Fine Arts Students Complete Sol LeWitt Wall Drawing Installation on Campus
Sol LeWitt’s Wall Drawing #990 has been installed in Pratt’s Brooklyn campus library after a 10-month-long process that was completed in February. The project was spearheaded in spring 2015 by the six students in Visiting Assistant Professor Angela Conant’s Sculpture Seminar II class, who approached the Estate of Sol LeWitt about installing an original LeWitt Wall Drawing at the Institute.
The work was unveiled on February 25 at an opening reception attended by Pratt Institute President Thomas F. Schutte, Provost Kirk E. Pillow, Fine Arts Chair Deborah Bright, Director of Libraries Russell Abell, Sol LeWitt Catalogue Raisonné Director of Research Lindsay Aveilhe, Conant and her students, and others who were involved in the project. The drawing will be on display in the library for a minimum of two years.

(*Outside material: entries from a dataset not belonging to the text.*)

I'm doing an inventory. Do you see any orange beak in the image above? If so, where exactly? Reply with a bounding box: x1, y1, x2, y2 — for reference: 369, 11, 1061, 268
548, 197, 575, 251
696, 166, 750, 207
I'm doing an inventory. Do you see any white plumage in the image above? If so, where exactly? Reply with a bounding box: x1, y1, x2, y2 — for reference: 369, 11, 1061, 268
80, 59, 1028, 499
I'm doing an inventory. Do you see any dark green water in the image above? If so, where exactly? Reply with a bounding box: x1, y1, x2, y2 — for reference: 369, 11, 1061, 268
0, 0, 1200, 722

Wall Drawing #990 is sponsored by the Pratt Institute Libraries, the School of Art, and the Fine Arts Department. Under Conant’s supervision, the students took responsibility for each stage of production, including proposing the project to the Estate of Sol LeWitt, Pratt administration, and the Pratt Institute Libraries, and then meticulously installing the drawing in pencil and black marker. The installation process took 10 months and more than 100 volunteers, including Pratt students, staff, faculty, librarians, and administrators as well as volunteers from the greater arts community.

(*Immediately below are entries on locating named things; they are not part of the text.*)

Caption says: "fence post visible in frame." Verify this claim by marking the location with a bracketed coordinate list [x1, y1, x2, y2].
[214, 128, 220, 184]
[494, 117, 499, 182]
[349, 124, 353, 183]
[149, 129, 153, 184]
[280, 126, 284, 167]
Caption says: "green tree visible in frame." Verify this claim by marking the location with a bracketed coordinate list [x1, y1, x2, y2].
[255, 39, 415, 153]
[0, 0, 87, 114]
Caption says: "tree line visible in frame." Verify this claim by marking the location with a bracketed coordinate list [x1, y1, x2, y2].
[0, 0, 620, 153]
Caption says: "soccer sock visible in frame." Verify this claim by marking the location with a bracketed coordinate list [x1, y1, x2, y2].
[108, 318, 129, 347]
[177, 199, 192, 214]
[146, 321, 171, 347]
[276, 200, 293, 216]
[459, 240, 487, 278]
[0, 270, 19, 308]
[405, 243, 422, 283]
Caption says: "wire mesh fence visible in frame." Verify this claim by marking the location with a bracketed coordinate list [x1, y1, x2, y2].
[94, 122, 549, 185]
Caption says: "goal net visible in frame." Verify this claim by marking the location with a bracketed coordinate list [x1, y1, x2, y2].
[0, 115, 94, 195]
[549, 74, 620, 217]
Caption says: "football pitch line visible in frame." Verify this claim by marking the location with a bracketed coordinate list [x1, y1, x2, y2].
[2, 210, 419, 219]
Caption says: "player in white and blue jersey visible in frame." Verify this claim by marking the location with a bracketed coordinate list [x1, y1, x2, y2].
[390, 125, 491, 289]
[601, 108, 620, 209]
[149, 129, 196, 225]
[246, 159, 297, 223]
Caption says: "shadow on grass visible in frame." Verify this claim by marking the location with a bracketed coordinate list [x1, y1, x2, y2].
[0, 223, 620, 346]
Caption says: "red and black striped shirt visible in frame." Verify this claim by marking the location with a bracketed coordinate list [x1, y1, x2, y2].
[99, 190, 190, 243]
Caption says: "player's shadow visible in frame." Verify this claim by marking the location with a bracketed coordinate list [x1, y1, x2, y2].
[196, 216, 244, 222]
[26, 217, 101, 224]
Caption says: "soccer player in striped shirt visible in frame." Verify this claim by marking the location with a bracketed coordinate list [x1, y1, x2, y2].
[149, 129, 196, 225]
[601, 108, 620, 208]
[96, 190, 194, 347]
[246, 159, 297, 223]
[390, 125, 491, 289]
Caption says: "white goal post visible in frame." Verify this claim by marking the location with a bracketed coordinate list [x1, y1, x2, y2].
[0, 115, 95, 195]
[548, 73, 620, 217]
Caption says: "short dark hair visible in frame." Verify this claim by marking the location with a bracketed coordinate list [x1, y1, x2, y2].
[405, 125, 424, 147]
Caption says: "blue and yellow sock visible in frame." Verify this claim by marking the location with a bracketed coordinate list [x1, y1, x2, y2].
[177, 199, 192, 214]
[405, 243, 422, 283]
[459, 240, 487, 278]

“The students, and all of those who participated, learned LeWitt's concept and intent for this work through direct application,” said Conant. “Wall Drawing #990 has been installed only once before, and photography of this installation will be included in the Sol LeWitt catalogue raisonné.”

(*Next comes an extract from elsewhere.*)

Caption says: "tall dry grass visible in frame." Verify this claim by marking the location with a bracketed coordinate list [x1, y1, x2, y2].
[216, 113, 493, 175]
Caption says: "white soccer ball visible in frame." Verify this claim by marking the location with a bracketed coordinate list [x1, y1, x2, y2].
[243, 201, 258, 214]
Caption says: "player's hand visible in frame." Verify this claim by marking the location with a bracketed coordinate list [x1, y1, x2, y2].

Sol LeWitt (1928-2007) was a pivotal figure in the transition of minimalism into conceptual art. He began the Wall Drawings series in 1968 and created more than 1,300 drawings to be installed directly on walls according to his specific—though sometimes ambiguous—instructions.
Wall Drawing #990 was conceived by LeWitt in 2001. His intent for this work, as for all of the Wall Drawings, was that it can be executed by a different group each time it is installed. The drawing specifies laying out 100 points on a wall, randomly yet equally spaced, and connecting each point to the others with straight pencil lines. Measuring 10 feet by 20 feet, the installation in the library required at least two people to draw each line, often using a ladder.
“It’s been truly a great learning opportunity to do an official Sol LeWitt drawing. It helped me realize the value of team effort, especially when it comes to installing art,” said Constanza Valenzuela (B.F.A. Sculpture ’17), a student in the Sculpture Seminar II class. The other students in the class were Alison Allcock (exchange student from Southern Cross University, Australia), Melanie Brennan (B.F.A. Sculpture ‘16), Mira Brunner (B.F.A. Sculpture ’17), Brianne McKain (B.F.A. Sculpture ‘17), and Carly Shiff (B.F.A. Sculpture ’17).
During the spring 2016 semester, the Brooklyn campus library’s Alumni Reading Room will be open to the public to view Sol LeWitt’s Wall Drawing #990 on March 18, April 1, and May 6, between 10 AM to 5 PM (admission is free).